We in Secwepemcúl̓ecw (SD73) and southern BC generally could be growing a lot of the food we eat with how great the climate is here. But we’re wasting resources and poisoning ourselves with a bizarre cultural obsession: growing grass instead, and this got me interested in growing other things.
How does food connect you to your community in the present day?

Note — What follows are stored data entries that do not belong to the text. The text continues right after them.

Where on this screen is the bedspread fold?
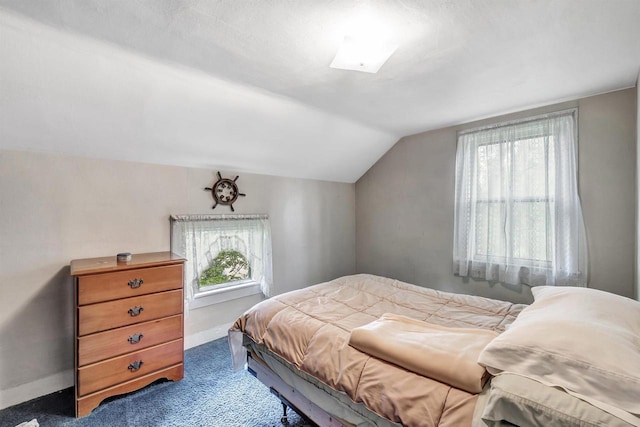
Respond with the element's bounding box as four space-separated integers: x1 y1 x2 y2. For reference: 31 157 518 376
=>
349 313 497 393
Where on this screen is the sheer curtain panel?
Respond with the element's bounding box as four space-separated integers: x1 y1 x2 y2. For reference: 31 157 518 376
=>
170 214 273 301
453 109 587 287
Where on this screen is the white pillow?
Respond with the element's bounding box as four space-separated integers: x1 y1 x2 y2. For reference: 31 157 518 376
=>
478 286 640 422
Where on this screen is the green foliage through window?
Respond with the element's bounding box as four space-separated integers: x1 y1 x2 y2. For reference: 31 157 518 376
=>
199 250 250 286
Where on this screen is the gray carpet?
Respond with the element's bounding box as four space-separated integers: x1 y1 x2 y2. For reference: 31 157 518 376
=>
0 338 311 427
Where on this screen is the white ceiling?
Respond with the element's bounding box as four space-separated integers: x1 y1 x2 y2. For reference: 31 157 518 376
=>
1 1 639 182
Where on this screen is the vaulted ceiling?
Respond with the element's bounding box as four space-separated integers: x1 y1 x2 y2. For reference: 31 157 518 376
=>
1 1 639 182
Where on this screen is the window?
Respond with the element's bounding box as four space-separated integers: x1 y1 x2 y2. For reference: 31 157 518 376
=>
453 109 587 287
170 214 273 308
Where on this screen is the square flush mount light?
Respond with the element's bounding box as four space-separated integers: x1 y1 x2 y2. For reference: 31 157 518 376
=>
330 36 397 74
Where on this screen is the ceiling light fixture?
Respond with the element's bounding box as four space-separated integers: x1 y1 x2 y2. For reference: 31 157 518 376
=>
329 6 398 74
330 36 397 74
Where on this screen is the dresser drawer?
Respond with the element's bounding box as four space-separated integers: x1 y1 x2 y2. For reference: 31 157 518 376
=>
78 314 183 366
78 290 183 336
77 339 183 397
78 264 183 305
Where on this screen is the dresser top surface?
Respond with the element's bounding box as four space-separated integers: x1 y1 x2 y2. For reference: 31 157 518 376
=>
70 251 185 276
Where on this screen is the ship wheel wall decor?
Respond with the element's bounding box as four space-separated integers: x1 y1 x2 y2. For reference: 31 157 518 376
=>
204 171 246 211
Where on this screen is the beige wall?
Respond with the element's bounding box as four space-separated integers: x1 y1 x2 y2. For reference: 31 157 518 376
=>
357 88 637 304
637 75 640 301
0 150 355 407
1 87 636 408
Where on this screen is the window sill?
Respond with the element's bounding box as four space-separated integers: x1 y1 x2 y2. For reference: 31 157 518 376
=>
189 281 262 309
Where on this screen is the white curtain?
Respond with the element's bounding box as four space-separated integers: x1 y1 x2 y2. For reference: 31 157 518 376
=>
453 109 588 287
170 214 273 301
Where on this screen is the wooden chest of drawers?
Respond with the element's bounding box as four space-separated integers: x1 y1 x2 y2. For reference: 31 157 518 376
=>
70 252 186 417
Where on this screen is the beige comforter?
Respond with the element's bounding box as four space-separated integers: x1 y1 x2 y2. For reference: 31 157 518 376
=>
231 274 525 427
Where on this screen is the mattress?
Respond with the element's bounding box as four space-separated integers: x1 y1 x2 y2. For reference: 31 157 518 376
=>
230 274 526 427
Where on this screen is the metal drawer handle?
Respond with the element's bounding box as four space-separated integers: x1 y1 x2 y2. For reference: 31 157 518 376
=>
128 278 144 289
128 360 144 372
128 306 144 317
128 333 144 344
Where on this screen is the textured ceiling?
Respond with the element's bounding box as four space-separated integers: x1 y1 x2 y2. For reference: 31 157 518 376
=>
1 1 639 182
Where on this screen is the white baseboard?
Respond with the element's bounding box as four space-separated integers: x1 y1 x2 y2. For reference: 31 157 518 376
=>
0 369 73 411
184 321 234 350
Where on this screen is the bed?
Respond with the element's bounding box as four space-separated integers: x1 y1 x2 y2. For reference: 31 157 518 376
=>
228 274 640 427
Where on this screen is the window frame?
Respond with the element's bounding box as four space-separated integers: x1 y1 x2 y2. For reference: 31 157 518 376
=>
453 108 587 287
190 279 261 309
470 133 557 269
170 214 272 309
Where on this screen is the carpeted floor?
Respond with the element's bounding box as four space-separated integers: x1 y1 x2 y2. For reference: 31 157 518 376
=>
0 338 312 427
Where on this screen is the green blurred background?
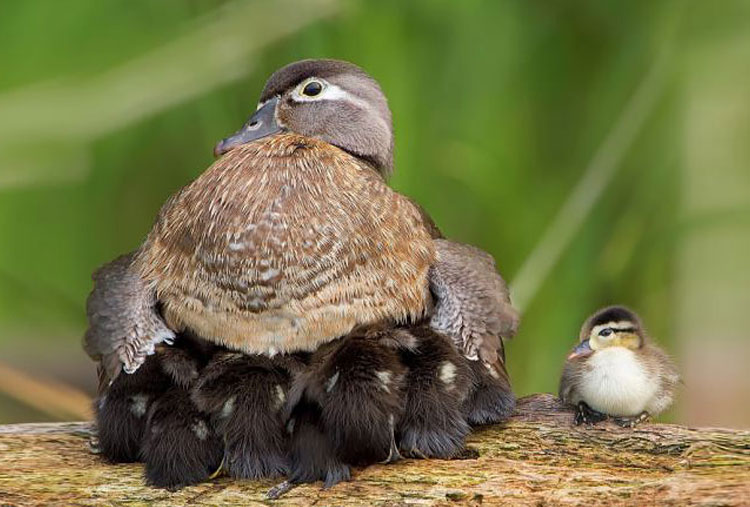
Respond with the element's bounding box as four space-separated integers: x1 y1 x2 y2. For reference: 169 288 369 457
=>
0 0 748 427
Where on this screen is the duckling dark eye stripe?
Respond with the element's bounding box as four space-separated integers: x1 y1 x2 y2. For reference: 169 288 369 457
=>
610 327 637 333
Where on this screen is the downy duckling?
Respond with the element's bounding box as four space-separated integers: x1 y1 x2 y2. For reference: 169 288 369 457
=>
94 331 215 466
559 306 680 427
189 352 304 481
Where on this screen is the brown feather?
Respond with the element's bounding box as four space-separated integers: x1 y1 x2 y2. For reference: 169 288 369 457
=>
428 239 518 374
134 133 435 355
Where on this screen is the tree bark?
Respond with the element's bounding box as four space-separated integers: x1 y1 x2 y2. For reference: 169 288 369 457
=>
0 394 747 506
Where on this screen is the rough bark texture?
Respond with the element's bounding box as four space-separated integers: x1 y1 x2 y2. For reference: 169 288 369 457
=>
0 394 747 506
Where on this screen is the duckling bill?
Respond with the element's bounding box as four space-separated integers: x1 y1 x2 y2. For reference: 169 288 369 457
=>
559 306 680 427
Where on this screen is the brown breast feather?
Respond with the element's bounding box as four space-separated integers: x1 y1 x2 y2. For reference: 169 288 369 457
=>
133 134 435 354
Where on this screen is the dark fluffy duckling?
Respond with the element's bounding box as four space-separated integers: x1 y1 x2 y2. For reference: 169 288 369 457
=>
189 352 305 481
141 386 224 489
94 332 222 489
283 326 407 488
559 306 680 427
396 326 471 459
278 324 490 495
93 352 171 464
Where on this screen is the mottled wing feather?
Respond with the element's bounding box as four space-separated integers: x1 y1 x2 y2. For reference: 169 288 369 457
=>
429 239 519 375
84 252 175 386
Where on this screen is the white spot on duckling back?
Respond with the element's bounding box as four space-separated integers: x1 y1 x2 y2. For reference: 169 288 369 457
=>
192 420 209 441
326 371 340 393
376 370 392 393
485 362 500 379
274 384 286 410
221 396 236 418
129 394 149 417
577 348 658 417
439 361 457 390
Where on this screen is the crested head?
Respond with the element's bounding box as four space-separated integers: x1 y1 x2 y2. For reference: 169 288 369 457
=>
581 305 644 352
215 59 394 176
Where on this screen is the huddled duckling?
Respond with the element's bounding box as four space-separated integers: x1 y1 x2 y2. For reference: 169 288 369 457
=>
274 323 481 495
189 352 305 482
559 306 680 427
94 331 222 488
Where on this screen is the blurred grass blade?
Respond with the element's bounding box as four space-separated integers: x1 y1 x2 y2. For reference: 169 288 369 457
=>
0 361 92 420
0 0 340 168
510 47 672 312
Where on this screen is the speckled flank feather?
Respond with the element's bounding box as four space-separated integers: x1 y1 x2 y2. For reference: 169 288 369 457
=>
429 239 518 375
134 133 435 356
84 252 175 383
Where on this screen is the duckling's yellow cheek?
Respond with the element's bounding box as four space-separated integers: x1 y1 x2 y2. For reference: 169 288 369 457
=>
588 335 601 350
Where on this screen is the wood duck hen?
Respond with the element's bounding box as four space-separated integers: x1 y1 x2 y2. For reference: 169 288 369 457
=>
85 59 518 384
85 59 519 488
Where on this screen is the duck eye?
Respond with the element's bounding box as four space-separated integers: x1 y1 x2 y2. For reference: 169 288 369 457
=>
302 81 323 97
599 328 613 337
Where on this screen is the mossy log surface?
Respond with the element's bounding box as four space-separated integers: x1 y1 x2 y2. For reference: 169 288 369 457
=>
0 394 748 506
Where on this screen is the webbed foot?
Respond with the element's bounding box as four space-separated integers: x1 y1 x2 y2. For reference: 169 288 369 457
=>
613 412 650 428
574 402 608 425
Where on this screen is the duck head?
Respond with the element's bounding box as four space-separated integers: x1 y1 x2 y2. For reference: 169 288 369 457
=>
214 59 394 176
568 305 644 360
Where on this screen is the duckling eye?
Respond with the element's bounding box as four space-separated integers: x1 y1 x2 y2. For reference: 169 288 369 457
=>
302 80 323 97
599 328 613 337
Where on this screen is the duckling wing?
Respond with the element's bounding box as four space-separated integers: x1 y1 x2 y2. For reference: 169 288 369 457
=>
644 344 681 415
83 252 175 389
558 359 584 404
428 239 519 374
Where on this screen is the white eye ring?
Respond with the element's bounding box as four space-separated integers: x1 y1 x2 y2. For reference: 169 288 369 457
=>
294 78 329 101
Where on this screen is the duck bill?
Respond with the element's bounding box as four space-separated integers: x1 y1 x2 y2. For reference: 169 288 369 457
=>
213 97 283 157
567 339 593 360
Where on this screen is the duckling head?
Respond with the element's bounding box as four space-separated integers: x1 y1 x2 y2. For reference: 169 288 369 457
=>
214 59 394 175
568 305 644 360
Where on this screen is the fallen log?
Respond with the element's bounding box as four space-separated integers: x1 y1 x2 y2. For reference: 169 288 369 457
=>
0 394 747 506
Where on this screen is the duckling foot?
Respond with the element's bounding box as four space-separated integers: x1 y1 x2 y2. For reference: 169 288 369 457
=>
397 327 471 458
266 480 297 500
380 414 402 464
574 402 608 425
613 412 650 428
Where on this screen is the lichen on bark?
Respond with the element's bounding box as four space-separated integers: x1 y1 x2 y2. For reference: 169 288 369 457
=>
0 394 748 506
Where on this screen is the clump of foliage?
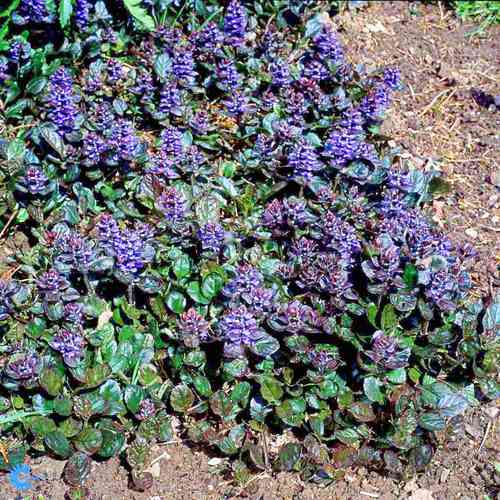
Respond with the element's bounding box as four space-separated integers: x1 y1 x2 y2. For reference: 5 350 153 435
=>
416 0 500 36
454 0 500 34
0 0 498 491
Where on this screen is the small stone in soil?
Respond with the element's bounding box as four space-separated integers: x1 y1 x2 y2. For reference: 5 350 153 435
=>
464 228 478 238
439 468 450 483
491 170 500 188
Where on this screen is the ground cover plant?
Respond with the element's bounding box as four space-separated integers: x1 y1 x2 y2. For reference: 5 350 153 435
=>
0 0 498 495
453 0 500 36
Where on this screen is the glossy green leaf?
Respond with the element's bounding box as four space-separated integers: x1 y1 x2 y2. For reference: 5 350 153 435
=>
39 368 63 397
123 0 155 30
381 304 398 331
45 430 72 458
260 376 283 404
166 290 187 313
363 377 385 404
173 254 191 278
387 368 407 385
59 0 73 27
75 426 103 455
418 412 446 431
170 384 195 413
186 281 211 304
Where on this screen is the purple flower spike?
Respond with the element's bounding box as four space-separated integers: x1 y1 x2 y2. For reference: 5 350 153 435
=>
136 399 157 421
383 67 402 91
302 59 330 82
322 211 361 264
190 110 209 135
313 26 345 66
224 1 247 46
113 229 151 276
161 127 184 159
5 352 41 381
307 347 341 372
289 238 317 259
54 231 96 273
323 130 380 171
134 222 155 241
178 308 210 348
270 59 291 87
223 91 250 116
289 139 323 181
336 108 365 139
254 134 274 159
223 264 263 300
269 301 324 334
107 59 124 83
97 216 155 278
159 82 183 115
63 302 84 324
109 120 140 162
362 235 401 289
219 305 265 358
241 287 275 315
172 49 197 87
387 168 413 192
75 0 90 30
90 102 114 130
50 329 85 367
8 40 31 64
284 197 308 227
19 0 52 23
157 187 186 225
47 67 78 133
131 70 155 100
217 60 241 91
197 223 225 253
194 22 223 51
96 214 121 244
37 270 69 299
83 133 108 166
0 59 9 83
424 267 470 312
22 166 48 195
0 280 21 320
261 199 285 232
359 84 391 122
379 189 408 216
366 330 410 370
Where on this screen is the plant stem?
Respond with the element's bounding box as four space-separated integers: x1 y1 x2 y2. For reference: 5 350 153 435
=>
83 272 94 295
127 283 135 305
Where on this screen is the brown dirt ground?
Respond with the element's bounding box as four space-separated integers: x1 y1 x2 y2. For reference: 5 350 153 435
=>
0 2 498 499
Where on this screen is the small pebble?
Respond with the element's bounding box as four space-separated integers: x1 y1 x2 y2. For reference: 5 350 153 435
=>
465 228 478 238
149 461 161 478
484 406 499 420
439 468 450 483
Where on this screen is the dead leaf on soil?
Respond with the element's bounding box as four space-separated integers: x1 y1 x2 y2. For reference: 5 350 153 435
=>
484 406 499 420
97 309 113 329
408 488 435 500
403 478 418 492
365 20 389 34
148 461 161 478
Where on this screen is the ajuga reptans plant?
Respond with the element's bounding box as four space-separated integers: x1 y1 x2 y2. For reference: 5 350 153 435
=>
0 0 497 492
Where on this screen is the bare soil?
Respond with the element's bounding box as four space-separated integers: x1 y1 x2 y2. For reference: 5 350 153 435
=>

The Butler Urban Farm has been a huge community connector through food – and I’m extremely lucky to have been involved with it. Very rarely does anyone sit down and say “let’s build community” and even more rarely does anyone want to join in with such an ambiguous goal. Community is built through shared visions and projects and that’s what happened here through food and sustainability. It is one of the most basic things to being a human (or an animal) – we all have to eat, and it usually gets better with more people involved.